Angaza Foundation (‘to enlighten’), works in Narok and Isiolo Counties in Kenya to spread knowledge where gaps exist. The foundation’s areas of focus range from self defense to reproductive health to dream mapping. Angaza Foundation is a prime example of a strong organization that derived from a local community need and led by young people with the confidence and skills to think strategically about how to best organize and meet those needs.
While Carolyne was not able to travel to the United States to be a part of our The Journey to 2020 event this Saturday, she still continues to motivate us with her dedication and passion for the work she does as a program coordinator and mentor. With today’s post we wanted to give you a glimpse into Carolyne’s insight and the work she does for her community. We hope you are just as inspired and excited by what she has to say as we are!
“When you educate a girl, you have educated the whole community.”
When we asked Carolyn why she wanted to be a mentor, she told us about the challenges she and other girls and women faced as being marginalized in their community. She says, “I had a strong will that one day I will change the trend in the male dominant society.” In fact, Carolyn was the first educated girl in her family lineage since existence.
“[The Asante Africa Foundation] made me realize my dream and helped me to see the leadership qualities in myself.”
By pursuing and education, Carolyn was already taking the first step to changing the male-dominated trend in her community, which also created a path for other women and girls to follow in her footsteps. With the help of Asante Africa, Carolyn was able to develop leadership and entrepreneurial skills that would aid her in pursuing her goals.
“My mother was the best mentor during my childhood life, she was the kind of a woman who would want[ed] us to be leaders and to give back to the community.”
Aside for the role Asante Africa played in her life, Carolyn’s mother was also one of her biggest mentors and inspiration, and is an example of the importance of women teaching and leading other women in their community to be leaders. Being faced with the marginalization of women in her community, Carolyn had a strong desire to mentor others who were struggling with the same issues. “I believe it’s important to communicate what you know,” she says. “To provide useful, honest guidance while ensuring that you give best solutions to different individual needs, capacities and opportunities.”
But just because Carolyn is a mentor does not mean she has stopped learning herself!

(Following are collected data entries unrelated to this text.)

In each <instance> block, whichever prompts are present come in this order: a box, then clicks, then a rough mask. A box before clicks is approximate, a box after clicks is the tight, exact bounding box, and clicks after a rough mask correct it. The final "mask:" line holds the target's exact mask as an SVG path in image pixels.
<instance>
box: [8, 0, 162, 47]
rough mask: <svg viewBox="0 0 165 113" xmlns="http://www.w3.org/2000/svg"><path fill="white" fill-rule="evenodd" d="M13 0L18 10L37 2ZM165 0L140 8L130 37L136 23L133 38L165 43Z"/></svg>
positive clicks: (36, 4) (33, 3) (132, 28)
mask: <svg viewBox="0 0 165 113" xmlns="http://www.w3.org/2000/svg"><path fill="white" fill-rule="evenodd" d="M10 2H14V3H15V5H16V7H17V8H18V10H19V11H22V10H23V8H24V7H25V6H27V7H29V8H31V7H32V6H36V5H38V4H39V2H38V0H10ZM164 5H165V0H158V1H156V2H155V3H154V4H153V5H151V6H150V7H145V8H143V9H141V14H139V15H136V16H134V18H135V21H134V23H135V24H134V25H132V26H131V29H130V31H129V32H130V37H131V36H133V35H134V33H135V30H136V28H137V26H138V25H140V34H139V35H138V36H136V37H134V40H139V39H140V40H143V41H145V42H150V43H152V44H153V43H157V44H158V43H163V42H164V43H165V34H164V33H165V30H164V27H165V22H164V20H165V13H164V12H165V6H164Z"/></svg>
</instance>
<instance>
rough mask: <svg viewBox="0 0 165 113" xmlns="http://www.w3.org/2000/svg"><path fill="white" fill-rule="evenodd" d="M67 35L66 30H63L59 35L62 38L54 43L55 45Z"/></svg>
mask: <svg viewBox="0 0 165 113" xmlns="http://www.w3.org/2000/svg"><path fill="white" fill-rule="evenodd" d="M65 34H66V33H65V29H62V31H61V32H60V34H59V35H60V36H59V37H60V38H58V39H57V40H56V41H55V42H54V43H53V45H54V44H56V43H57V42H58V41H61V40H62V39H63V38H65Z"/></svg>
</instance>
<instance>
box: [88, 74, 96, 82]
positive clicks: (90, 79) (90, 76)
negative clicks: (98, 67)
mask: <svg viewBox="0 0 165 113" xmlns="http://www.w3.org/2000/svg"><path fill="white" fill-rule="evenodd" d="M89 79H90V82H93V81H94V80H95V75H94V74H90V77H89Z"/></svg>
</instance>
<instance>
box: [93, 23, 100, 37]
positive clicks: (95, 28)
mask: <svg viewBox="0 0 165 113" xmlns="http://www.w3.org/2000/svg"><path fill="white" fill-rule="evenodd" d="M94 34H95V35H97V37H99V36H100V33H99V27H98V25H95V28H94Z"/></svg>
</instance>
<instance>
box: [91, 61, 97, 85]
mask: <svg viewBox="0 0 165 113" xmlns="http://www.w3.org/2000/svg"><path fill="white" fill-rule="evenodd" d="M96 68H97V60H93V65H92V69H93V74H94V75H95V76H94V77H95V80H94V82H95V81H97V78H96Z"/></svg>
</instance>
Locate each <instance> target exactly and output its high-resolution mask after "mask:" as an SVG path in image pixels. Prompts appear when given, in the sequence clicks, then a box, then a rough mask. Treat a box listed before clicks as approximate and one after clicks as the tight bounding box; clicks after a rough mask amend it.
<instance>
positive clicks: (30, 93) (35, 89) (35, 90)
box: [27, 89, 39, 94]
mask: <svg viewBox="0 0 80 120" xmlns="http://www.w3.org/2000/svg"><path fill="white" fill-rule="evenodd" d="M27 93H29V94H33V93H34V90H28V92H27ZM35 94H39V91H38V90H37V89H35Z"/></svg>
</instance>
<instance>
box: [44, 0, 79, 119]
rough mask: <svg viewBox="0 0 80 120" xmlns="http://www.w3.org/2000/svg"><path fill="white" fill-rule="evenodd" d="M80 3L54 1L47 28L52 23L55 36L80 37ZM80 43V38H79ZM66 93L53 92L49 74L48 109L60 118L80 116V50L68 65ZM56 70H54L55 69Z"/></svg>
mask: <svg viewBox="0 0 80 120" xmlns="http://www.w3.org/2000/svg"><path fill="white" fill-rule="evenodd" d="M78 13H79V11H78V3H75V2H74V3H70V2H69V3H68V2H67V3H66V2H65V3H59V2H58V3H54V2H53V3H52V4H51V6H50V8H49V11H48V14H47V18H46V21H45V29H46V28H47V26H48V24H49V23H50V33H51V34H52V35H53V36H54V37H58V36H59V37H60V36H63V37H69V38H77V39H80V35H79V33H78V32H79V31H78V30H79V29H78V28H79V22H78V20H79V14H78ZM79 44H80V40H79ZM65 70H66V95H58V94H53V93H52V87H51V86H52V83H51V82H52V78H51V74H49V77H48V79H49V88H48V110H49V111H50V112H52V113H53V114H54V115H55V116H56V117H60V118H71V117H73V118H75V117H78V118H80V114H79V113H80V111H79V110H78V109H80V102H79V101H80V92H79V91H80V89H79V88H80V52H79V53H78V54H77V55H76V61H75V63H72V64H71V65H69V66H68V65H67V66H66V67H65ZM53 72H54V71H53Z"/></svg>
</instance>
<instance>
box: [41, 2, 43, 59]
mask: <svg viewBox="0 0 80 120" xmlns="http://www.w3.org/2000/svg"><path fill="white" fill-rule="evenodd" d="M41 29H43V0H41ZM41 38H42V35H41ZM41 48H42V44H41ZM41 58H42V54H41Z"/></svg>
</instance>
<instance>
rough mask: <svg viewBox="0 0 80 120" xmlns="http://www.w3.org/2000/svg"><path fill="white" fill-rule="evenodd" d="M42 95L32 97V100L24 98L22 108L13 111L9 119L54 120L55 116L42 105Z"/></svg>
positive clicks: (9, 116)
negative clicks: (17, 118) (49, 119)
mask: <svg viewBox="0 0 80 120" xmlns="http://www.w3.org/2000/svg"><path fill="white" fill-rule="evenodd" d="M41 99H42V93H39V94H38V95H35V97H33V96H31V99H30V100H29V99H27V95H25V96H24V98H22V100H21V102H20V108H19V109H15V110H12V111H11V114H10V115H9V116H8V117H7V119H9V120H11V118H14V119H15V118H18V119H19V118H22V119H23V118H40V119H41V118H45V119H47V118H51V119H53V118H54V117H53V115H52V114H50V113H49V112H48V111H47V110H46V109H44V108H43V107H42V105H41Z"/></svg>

In fact, one of the important challenges she mentioned about being a mentor was that very thing: continuous learning. She says, “Being a mentor also means you should continue learning about what’s going on in current trends, country economy, the school, the community, or the world at large. Always keep an alert eye on trends, topics, and developments that may impact me, the community both now and in the future.”
“Educate the next generation of change agents whose dreams and action will transform the future of Africa and the world.”

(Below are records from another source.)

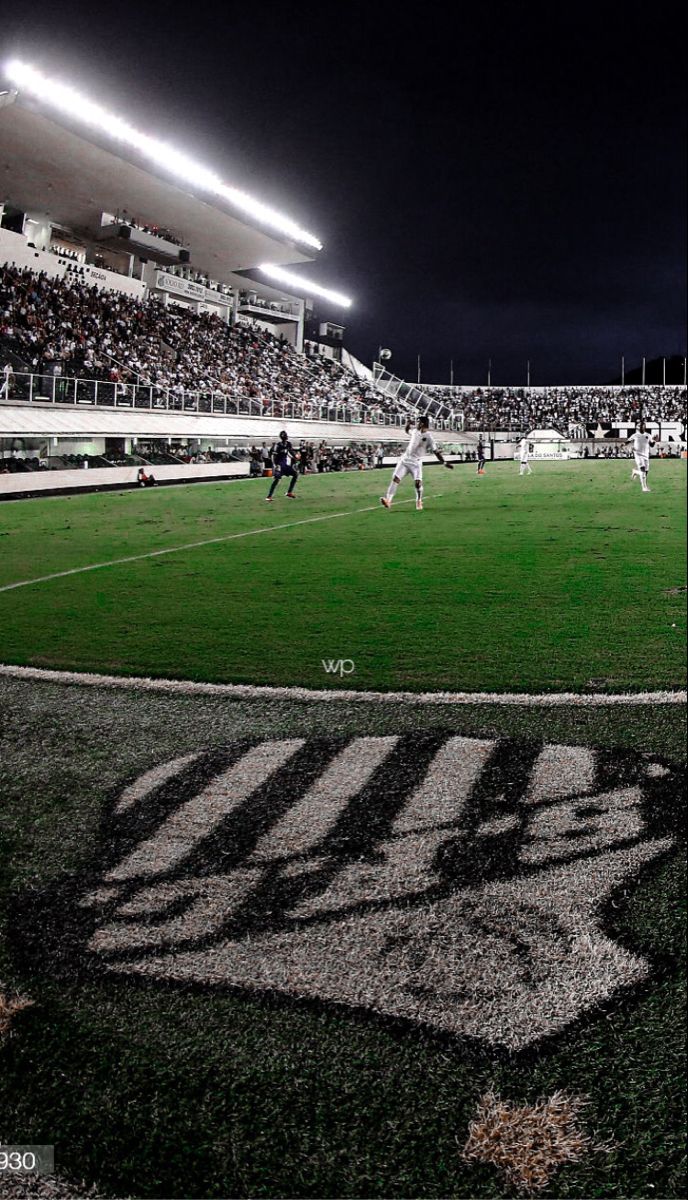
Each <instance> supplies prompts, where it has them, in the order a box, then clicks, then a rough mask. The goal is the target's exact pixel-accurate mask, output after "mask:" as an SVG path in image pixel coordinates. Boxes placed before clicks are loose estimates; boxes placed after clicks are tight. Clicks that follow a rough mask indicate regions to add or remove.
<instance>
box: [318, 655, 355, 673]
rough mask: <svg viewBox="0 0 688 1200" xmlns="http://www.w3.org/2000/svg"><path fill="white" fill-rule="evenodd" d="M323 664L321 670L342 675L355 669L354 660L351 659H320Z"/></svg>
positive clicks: (324, 671) (322, 663)
mask: <svg viewBox="0 0 688 1200" xmlns="http://www.w3.org/2000/svg"><path fill="white" fill-rule="evenodd" d="M321 662H322V664H323V671H324V672H325V673H327V674H339V676H340V677H343V676H345V674H353V672H354V671H355V662H354V661H353V659H336V661H335V659H321Z"/></svg>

Carolyne has a strong opinion about what we can do as a community to encourage our young women to be leaders in their communities. One word: education! We must continue to educate our young women to set sustainable goals, and Carolyne particularly mentions goals that will provide economic empowerment. Our young women can and will be the change agents in their society!
Finally, we asked Carolyne for some advice she could give to young girls who want to be leaders in their community. She left us with this: “The change we want to see today begins with you being the change. Nothing is impossible ..when you educate a girl, you have educated the whole community.”
Thank you, Carolyn, for sharing some of your unique experiences with us as a mentor and Asante Africa Foundation advocate! We are also so thankful for the work you do in your community and beyond!